When a domain is in the whitelist:
- ARC signature/seal validation failures for that domain are logged but treated as valid
- The ARC chain validation continues to the next step
- This preserves the security of the overall chain while accommodating known bugs
# local.d/arc.conf
# Domains with known broken ARC implementations
whitelist = ["broken-forwarder.com", "buggy-arc.example"];
# Or file-based map
whitelist = "file:///etc/rspamd/maps/arc_whitelist.map";
ARC keys in Redis
To store ARC signing keys in Redis:
# local.d/arc.conf
use_redis = true;
key_prefix = "arc_keys";
selector = "myselector";
Populate the hash with keys using the format selector.domain:
-- Run with: redis-cli --eval script.lua
local key = [[-----BEGIN PRIVATE KEY-----
MIICdwIBADANBgkqhkiG9w0BAQEFAASCAmEwggJdAgEAAoGBANe3EETkiI1Exyrb
...
-----END PRIVATE KEY-----]]
redis.call('HMSET', 'arc_keys', 'myselector.example.com', key)

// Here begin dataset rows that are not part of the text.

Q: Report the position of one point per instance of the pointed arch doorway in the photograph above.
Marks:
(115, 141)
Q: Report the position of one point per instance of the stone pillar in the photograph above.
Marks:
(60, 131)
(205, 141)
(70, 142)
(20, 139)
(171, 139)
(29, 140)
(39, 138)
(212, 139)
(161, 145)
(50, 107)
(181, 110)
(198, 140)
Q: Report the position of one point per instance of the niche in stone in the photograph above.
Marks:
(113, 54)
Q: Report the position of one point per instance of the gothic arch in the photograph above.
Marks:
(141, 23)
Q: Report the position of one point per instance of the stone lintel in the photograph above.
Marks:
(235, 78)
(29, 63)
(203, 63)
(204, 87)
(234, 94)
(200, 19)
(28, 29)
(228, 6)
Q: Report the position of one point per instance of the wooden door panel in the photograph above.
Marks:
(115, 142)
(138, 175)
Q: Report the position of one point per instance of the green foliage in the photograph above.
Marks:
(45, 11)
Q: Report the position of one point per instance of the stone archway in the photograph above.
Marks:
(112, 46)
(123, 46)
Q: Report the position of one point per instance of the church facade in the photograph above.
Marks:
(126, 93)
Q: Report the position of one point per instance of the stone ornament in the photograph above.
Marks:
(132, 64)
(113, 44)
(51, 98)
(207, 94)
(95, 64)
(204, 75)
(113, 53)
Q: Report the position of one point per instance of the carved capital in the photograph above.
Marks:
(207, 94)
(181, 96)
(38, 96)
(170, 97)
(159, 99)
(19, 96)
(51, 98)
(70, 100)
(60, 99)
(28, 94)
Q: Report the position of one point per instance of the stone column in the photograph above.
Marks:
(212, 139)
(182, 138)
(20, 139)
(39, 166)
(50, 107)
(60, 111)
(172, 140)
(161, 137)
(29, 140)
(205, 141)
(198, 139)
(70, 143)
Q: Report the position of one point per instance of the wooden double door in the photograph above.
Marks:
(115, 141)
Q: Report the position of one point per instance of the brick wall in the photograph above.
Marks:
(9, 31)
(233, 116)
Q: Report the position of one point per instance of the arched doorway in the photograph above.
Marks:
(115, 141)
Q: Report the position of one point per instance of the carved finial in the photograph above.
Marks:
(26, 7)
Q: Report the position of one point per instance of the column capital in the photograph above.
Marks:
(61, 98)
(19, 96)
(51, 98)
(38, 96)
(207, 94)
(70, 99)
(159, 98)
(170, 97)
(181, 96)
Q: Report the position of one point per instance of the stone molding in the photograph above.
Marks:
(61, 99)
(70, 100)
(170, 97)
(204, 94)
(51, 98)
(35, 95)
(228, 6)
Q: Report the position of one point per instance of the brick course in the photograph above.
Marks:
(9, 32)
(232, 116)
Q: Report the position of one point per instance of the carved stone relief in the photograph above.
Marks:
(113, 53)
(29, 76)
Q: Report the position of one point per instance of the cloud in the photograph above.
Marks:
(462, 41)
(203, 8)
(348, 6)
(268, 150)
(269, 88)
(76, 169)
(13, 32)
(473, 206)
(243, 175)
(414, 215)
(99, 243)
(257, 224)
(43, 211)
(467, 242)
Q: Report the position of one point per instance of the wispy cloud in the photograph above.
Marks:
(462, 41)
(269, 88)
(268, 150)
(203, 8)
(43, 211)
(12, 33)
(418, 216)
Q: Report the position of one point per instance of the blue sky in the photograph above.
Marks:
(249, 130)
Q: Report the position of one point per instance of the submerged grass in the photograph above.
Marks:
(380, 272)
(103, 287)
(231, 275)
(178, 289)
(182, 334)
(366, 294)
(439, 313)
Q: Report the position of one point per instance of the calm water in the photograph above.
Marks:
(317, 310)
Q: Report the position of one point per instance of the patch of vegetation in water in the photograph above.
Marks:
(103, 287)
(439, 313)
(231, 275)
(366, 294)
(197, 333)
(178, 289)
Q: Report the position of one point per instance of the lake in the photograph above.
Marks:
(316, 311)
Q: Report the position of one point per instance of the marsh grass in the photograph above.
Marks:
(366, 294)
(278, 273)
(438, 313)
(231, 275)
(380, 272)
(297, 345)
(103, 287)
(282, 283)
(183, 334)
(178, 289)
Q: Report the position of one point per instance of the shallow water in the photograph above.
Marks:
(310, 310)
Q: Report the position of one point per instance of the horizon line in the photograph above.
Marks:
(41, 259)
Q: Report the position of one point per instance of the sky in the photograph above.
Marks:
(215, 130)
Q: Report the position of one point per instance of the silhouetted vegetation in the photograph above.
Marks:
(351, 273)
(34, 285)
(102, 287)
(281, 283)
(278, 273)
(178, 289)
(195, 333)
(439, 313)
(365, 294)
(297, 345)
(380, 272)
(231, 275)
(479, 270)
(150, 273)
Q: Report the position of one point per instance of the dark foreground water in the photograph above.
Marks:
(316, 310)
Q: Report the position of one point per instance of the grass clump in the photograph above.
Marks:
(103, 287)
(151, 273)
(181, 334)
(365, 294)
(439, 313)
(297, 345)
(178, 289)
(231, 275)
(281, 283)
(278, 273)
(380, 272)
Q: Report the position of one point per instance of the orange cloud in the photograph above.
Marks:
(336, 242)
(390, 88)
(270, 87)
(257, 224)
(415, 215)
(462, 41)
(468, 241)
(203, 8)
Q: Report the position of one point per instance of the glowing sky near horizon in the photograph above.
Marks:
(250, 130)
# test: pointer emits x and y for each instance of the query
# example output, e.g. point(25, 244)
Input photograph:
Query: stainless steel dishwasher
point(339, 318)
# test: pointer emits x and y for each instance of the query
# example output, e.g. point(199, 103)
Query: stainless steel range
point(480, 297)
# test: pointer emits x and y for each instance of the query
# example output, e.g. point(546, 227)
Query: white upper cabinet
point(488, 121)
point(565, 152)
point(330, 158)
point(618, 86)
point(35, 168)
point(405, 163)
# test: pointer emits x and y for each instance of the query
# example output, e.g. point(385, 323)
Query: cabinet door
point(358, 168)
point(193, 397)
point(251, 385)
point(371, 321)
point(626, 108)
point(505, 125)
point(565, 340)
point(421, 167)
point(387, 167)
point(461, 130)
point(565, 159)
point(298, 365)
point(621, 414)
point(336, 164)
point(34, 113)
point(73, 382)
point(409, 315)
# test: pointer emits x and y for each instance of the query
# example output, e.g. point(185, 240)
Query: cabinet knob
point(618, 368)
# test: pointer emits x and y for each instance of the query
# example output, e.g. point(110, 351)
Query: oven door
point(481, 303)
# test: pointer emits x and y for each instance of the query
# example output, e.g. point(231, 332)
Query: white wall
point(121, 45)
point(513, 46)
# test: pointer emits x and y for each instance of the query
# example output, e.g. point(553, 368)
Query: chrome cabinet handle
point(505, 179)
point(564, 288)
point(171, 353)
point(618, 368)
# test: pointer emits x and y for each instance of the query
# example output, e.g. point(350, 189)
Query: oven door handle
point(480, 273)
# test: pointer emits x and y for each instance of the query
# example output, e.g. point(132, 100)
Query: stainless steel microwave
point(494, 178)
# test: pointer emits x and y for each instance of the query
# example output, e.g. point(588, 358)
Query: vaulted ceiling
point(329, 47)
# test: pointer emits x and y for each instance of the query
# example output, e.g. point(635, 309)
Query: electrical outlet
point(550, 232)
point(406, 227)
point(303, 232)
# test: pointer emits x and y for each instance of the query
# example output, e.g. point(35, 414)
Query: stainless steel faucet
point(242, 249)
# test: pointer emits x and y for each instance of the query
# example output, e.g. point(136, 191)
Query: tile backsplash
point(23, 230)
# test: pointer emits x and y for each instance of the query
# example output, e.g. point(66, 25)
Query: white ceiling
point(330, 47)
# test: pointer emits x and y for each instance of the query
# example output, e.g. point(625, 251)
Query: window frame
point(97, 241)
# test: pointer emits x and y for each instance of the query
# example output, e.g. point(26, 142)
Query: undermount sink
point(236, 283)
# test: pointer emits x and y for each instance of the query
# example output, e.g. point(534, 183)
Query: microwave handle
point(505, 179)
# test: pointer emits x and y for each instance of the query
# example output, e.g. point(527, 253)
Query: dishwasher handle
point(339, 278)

Using maps for selectors and paths
Use selector_map and path_map to configure per-domain selectors and key paths:
# local.d/arc.conf
try_fallback = true;
path = "${DBDIR}/arc/$domain.$selector.key";
selector_map = "/etc/rspamd/arc_selectors.map";
selector = "arc";
Map format (domain followed by value):
example.net arc2024
example.org default
For paths:
example.net /var/lib/rspamd/arc/example.net.$selector.key
example.org /etc/rspamd/arc/example.org.key
To require explicit configuration for each domain (no fallback):
# local.d/arc.conf
try_fallback = false;
selector_map = "/etc/rspamd/arc_selectors.map";
path_map = "/etc/rspamd/arc_paths.map";
Vault integration
For HashiCorp Vault integration:
# local.d/arc.conf
use_vault = true;
vault_url = "https://vault.example.com:8200";
vault_token = "your-vault-token";
vault_path = "secret/dkim";
vault_kv_version = 2;
# Optional: restrict to specific domains
vault_domains = ["example.com", "example.org"];
Expected Vault secret structure at secret/dkim/example.com:
{
"selectors": [
{
"selector": "arc2024",
"domain": "example.com",
"key": "-----BEGIN PRIVATE KEY-----\n...",
"valid_start": 1704067200,
"valid_end": 1735689600
}
]
}
Sign headers
From version 1.8.4, Rspamd uses a specific set of headers for ARC signing. The default can be overridden:
# local.d/arc.conf
sign_headers = "(o)from:(o)sender:(o)reply-to:(o)subject:(o)date:(o)message-id:(o)to:(o)cc:(o)mime-version:(o)content-type:(o)content-transfer-encoding:resent-to:resent-cc:resent-from:resent-sender:resent-message-id:(o)in-reply-to:(o)references:list-id:list-owner:list-unsubscribe:list-subscribe:list-post:dkim-signature";
The (o) prefix indicates optional headers (included only if present).